Slate Auto starts its electric pickup at $24,950, undercutting rivals in one bold move
A mid-$20k EV pickup aims to prove price can still beat features in a market that forgot basics.

Slate Auto announced its American-made electric pickup will start at $24,950, positioning it in the mid-$20,000 range it originally promised. For decision-makers, the move raises a sharp question: can a truly “basic” EV compete when the average new vehicle costs nearly twice as much?
Slate Auto just put a stake in the ground with its new electric pickup: the truck will start at $24,950. The company says that number is intentional, and it is not a rounding error. At that price, Slate frames its pickup as the least expensive pickup truck and EV available today, and also lands squarely in the mid-$20,000 range it had originally promised. For anyone tracking the EV market, this is a rare kind of marketing promise. It is not “more tech.” It is “less stuff,” for the explicit goal of keeping the total price down.
That $24,950 launch matters because it directly targets a reality most automakers have been racing away from. The article notes that the average new vehicle costs nearly twice that amount. In other words, Slate is betting that there is still demand for a new vehicle that looks straightforward on day one, not a rolling tech demo. And to reach that price point, the company “stripped away features many drivers now take for granted,” making the truck genuinely basic in both design intent and product configuration. This is not EV minimalism as lifestyle branding. It is EV minimalism as a cost and margin strategy.

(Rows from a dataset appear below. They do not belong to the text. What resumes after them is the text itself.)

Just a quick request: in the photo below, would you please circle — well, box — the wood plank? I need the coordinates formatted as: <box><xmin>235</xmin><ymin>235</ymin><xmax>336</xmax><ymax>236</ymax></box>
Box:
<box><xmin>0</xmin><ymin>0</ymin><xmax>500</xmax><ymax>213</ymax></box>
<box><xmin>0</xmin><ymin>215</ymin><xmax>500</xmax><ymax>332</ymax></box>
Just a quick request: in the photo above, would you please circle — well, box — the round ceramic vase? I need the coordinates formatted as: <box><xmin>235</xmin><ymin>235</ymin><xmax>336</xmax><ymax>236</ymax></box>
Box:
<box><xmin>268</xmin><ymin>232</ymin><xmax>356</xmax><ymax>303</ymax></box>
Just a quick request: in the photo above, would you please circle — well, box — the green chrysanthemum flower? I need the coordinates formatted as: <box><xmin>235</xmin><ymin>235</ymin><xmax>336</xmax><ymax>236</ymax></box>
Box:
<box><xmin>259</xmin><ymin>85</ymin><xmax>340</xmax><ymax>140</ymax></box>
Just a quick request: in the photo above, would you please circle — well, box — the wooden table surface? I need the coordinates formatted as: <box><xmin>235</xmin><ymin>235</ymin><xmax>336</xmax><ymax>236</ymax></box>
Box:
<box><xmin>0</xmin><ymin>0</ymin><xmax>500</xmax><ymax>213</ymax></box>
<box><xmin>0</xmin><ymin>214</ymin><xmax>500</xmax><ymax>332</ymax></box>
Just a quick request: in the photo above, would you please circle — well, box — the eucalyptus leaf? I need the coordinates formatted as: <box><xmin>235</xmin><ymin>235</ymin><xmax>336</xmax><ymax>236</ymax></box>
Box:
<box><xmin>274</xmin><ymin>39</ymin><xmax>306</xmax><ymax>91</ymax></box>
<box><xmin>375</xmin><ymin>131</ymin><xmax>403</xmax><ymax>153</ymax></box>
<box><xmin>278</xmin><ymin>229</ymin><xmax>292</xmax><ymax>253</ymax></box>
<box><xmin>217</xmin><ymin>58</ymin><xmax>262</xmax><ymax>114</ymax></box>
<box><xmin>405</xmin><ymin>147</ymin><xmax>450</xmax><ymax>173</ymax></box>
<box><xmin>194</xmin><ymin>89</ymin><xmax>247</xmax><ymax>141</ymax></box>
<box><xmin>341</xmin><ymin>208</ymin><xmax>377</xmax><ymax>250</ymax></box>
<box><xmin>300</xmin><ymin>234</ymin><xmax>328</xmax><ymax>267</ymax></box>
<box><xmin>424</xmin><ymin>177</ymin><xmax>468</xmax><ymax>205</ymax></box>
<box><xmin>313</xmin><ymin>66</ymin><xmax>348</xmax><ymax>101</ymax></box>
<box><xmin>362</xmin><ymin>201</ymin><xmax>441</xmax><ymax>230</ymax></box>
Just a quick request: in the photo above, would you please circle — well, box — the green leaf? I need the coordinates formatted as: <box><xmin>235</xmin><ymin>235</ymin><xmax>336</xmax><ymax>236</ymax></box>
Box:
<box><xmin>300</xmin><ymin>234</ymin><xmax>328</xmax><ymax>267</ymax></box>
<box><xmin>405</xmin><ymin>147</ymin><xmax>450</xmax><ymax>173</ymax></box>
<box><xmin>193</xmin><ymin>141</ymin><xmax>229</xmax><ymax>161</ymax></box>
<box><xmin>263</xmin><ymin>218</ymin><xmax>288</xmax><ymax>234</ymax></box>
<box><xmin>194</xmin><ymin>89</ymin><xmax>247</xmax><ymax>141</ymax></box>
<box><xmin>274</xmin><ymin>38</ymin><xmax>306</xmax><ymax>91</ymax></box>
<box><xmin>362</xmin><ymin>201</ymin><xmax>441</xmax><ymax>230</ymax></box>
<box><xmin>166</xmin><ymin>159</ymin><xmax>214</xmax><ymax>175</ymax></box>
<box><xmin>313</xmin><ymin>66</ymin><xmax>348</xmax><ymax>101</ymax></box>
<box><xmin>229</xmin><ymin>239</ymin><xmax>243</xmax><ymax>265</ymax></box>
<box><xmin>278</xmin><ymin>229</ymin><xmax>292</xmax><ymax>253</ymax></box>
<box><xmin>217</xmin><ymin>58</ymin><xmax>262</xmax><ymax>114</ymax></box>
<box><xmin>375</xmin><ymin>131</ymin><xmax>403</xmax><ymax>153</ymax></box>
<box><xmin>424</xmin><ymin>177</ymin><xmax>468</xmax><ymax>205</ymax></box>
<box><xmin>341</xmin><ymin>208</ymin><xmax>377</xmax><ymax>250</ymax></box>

To understand why this is such a live wire for executives, zoom out to what has happened to vehicle economics and consumer expectations over the last decade. Features that used to feel optional have become defaults: extra driver-assist systems, more infotainment content, premium interior materials, and a general shift toward loaded trims. Even when those features are “good,” they create a compounding effect: higher sticker prices, higher financing costs, and a widening gap between what buyers can afford and what manufacturers are willing to offer in the base model.
Slate’s pitch is basically the opposite direction. If the company can deliver an electric pickup in the mid-$20,000 range, it can pull buyers who are priced out of mainstream new vehicles into the EV tent without requiring them to wait years for prices to normalize. That also changes the sales conversation for dealers, fleet managers, and anyone doing vehicle allocation for teams. When a product’s competitive advantage is price, the objection set shifts. Instead of “Why is this $X more than gas?” the question becomes “Is this good enough, given the missing features?” That is a harder customer decision in some ways, but it is also a clearer one.
There is a regulatory and policy subtext hiding underneath the surface. Electric vehicles do not just compete on consumer preference, they compete within a web of government incentives, emissions standards, and compliance pressures. In many markets, EV adoption is accelerated by policy support, but those policies do not automatically solve affordability. An EV can be “eligible” and still be too expensive for mass uptake. That is why a base price like $24,950 is not just a branding detail; it is a lever for how quickly EVs can move from early adopters to broader mainstream buyers.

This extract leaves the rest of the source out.